Sam (Gabriel Byrne) is a poetry professor. He’s 64, and is second marriage is coming to an end – in the opening scene he bursts in on his wife in bed with another man. When he gets petulant about her fucking in their bed, she reminds him that it isn’t the first time it’s been used for sordid affairs – but in the past it was him beneath the bedsheets.
Sam seems to have a thing for hopeless trysts with increasingly younger women – well, they remain the same age while he gets older. He’s been drinking heavily for at least 4 decades, and now the chickens are coming home to roost. He starts having hallucinations – of bar workers with tiger heads, of a fellow drinker dressed up as Frankenstein’s monster or of his students doing a song and dance show instead of looking bored and playing with their phones. And then there’s his dad – who died when Sam was 16 – who’s returned as a ghost to swap lines from Hamlet.
A visit to the doctor finds that Sam has a brain tumour – bigger than any the doctor has previously seen. Not only is this the likely source of his hallucinations – he probably only has a couple of months left to live. This, and the general deterioration of Sam’s life, causes him to go back to the Old Country to write the autobiography that he’s never got round to writing. There he meets landscapes funded by the Irish Tourist Board and a 30-year old French Canadian model working in the local store.
The film is in 3 acts, and somewhere in the first act I started worrying that we were going to fall out. This was when Sam’s hallucinations were at their height, which made for picturesque and sometimes funny scenes, but deprived us of any jeopardy. If what we see has been made up by Sam’s tumour-addled brain, then literally anything can happen. Fortunately, this is primarily a set up for a later plot twist, and the hallucinations drop down to a manageable level as the film proceeds.
And then there’s all the Leonard Cohen stuff.
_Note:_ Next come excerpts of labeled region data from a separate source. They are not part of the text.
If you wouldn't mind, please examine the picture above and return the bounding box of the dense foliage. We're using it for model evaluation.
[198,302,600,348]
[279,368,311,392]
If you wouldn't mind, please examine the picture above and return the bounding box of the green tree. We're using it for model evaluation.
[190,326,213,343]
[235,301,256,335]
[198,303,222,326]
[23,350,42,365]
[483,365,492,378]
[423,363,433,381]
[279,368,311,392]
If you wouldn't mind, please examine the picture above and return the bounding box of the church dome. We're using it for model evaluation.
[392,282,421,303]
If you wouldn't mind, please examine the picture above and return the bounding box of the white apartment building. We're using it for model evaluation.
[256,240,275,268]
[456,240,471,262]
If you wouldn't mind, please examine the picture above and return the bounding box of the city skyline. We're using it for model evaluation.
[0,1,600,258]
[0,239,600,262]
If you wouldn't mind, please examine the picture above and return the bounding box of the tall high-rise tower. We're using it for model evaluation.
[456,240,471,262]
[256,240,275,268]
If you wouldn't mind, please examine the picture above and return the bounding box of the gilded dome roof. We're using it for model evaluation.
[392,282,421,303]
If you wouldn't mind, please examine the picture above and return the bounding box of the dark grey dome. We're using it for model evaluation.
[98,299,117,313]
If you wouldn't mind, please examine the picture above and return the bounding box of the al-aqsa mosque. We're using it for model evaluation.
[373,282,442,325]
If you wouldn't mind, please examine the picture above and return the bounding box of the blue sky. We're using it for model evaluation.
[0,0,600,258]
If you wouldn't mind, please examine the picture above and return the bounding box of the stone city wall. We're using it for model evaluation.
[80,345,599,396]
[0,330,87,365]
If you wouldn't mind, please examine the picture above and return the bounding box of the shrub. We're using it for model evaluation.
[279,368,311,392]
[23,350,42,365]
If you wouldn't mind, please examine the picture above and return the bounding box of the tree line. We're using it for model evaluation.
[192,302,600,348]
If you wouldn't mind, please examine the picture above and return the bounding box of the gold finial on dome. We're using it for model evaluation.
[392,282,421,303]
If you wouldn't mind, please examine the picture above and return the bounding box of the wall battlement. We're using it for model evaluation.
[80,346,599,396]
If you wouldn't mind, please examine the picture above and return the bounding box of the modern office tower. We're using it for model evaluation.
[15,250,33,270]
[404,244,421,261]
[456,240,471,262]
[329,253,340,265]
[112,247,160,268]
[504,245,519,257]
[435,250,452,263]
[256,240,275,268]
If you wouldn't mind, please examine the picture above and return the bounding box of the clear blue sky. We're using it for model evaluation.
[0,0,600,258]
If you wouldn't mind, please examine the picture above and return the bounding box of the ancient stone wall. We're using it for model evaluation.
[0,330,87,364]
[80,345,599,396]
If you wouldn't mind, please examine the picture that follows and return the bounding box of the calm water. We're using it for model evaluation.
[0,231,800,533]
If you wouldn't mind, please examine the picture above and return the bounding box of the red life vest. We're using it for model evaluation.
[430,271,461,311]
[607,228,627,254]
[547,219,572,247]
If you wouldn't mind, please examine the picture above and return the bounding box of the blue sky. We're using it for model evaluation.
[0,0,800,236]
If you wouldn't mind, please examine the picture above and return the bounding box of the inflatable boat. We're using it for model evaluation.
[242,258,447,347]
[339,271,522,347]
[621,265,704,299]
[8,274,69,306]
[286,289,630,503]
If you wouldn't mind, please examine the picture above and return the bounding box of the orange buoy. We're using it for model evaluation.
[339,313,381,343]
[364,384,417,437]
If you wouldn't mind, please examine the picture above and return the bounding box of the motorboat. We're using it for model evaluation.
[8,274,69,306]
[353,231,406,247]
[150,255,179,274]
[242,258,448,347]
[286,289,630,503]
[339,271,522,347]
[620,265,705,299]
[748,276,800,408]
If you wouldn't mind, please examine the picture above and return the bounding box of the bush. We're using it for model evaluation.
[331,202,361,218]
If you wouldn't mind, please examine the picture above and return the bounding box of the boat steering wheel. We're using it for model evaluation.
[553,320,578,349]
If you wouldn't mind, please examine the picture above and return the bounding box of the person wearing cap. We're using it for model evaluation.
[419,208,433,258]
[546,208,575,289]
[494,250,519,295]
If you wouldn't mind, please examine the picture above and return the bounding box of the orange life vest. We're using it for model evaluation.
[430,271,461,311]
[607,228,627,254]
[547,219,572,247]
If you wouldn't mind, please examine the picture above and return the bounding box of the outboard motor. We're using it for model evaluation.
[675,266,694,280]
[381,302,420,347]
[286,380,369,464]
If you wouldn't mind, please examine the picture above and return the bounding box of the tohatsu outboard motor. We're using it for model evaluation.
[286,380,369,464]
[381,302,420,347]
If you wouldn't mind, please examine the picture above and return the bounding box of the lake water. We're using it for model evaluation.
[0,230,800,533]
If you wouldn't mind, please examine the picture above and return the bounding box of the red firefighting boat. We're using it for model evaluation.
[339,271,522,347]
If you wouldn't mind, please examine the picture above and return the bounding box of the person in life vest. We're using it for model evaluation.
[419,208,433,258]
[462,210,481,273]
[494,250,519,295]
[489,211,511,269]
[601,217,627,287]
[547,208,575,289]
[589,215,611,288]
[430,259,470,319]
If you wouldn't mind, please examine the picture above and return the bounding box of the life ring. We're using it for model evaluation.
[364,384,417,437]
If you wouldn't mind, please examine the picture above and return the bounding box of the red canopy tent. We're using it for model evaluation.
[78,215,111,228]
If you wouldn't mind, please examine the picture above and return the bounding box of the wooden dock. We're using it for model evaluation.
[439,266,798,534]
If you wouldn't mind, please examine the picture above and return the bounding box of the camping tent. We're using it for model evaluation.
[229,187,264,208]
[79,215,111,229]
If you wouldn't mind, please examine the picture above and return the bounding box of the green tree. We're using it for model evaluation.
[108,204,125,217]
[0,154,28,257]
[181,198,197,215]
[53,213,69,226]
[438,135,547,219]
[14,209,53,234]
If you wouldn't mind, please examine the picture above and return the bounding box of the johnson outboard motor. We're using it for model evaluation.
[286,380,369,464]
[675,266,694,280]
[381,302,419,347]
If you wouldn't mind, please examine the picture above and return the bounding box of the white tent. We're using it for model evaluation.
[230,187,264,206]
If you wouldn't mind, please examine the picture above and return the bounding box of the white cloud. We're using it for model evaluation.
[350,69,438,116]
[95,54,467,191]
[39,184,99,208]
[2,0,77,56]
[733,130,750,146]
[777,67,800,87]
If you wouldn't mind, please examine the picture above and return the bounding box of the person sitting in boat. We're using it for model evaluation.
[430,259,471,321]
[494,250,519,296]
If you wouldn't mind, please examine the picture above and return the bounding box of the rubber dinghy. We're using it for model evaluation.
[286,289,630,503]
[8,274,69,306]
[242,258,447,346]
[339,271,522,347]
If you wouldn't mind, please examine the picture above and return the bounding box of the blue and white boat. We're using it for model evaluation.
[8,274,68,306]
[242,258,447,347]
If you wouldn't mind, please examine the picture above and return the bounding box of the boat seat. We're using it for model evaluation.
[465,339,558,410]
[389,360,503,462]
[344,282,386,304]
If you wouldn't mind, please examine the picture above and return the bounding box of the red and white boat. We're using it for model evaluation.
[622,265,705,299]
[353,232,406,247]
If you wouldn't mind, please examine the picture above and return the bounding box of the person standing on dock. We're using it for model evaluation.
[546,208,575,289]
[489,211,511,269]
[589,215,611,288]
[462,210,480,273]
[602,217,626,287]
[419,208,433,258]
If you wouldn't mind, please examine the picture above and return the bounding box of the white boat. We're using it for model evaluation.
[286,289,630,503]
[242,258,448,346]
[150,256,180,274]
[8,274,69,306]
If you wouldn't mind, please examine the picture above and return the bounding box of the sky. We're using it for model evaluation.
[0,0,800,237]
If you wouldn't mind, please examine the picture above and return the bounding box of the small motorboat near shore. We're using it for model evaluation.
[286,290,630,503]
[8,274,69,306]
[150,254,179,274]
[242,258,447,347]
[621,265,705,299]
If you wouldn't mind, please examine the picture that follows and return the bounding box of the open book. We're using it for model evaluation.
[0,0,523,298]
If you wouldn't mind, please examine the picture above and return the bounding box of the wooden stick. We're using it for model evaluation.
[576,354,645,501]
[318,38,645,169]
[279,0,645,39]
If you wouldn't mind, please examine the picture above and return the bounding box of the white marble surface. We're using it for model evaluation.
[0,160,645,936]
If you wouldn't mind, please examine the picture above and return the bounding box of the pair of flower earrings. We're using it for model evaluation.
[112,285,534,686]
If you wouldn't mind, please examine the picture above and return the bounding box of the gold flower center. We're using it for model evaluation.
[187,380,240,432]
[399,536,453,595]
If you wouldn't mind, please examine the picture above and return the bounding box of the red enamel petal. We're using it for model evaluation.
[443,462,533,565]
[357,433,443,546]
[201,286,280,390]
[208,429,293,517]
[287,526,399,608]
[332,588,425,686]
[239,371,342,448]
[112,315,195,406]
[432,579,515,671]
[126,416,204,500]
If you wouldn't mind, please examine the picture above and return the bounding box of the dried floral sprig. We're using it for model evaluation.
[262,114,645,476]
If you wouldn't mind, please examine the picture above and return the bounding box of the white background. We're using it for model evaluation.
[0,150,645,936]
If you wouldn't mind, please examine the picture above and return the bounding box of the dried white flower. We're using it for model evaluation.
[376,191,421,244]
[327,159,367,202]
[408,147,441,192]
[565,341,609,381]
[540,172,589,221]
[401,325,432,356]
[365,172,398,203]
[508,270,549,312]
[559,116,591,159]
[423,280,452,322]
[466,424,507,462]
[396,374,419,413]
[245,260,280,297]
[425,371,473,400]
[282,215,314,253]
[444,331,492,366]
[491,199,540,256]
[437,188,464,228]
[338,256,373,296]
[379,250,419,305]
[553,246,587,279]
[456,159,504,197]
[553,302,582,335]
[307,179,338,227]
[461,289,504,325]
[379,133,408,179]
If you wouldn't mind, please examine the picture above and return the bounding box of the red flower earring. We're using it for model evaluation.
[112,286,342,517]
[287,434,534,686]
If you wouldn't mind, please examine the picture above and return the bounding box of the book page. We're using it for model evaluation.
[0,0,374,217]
The film opens to the title song, which is just as I remember it – overproduced by Phil Spector, and still a little naff. But it does capture the feeling of an ageing lothario who – to take another Cohen lyric – now hurts in the places that he used to play. Throughout the film, Cohen’s songs keep coming up – sometimes as background music, sometimes sung by the objects of Sam’s hallucination. And strangely, it works.
The main reason that Death of a Ladies Man keeps us on board is Gabriel Byrne’s effortless charm. Sam is a wreck, and not very nice. His son is an ice hockey player who has just come out as gay, and his daughter is into challenging theatre, smashing the patriarchy and is just starting to dabble with hard drugs. Yet as we see the film from Sam’s POV, we learn little more. He is too self-obsessed to really worry about his kids.
Throughout the film, Sam doesn’t learn from his mistakes. He doesn’t suddenly discover that he should spend more time with his kids, or stop treating the young women he comes into contact with as optional extras. While this may go against of Proper Cinema (what’s the point of telling stories if the characters don’t learn from their mistakes?), it feels true to Sam, the person, who – if truth be told – is a bit of an arsehole.
And yet, for all this, it is difficult to hate him. He’s a decent-ish guy who would like to be a better person, and would love to know why his mother abandoned him, and his father, when he was a kid. When he puts this question to his dad, he’s told that ghosts don’t work that way. Besides which, it seems most likely that his mother left because Sam was an irritating little shit who took after his deadbeat dad.
Despite the lack of character development, Death of a Ladies Man seems authentic – or at least as authentic as a film that is based on the paranoid delusions of a man with a brain tumour can be. It doesn’t tell us much about life, but if we set the bar for acceptable films that high, then maybe we should think again what we’re doing with ourselves. It’s a simple tale, well told. And that’s fine enough as it is.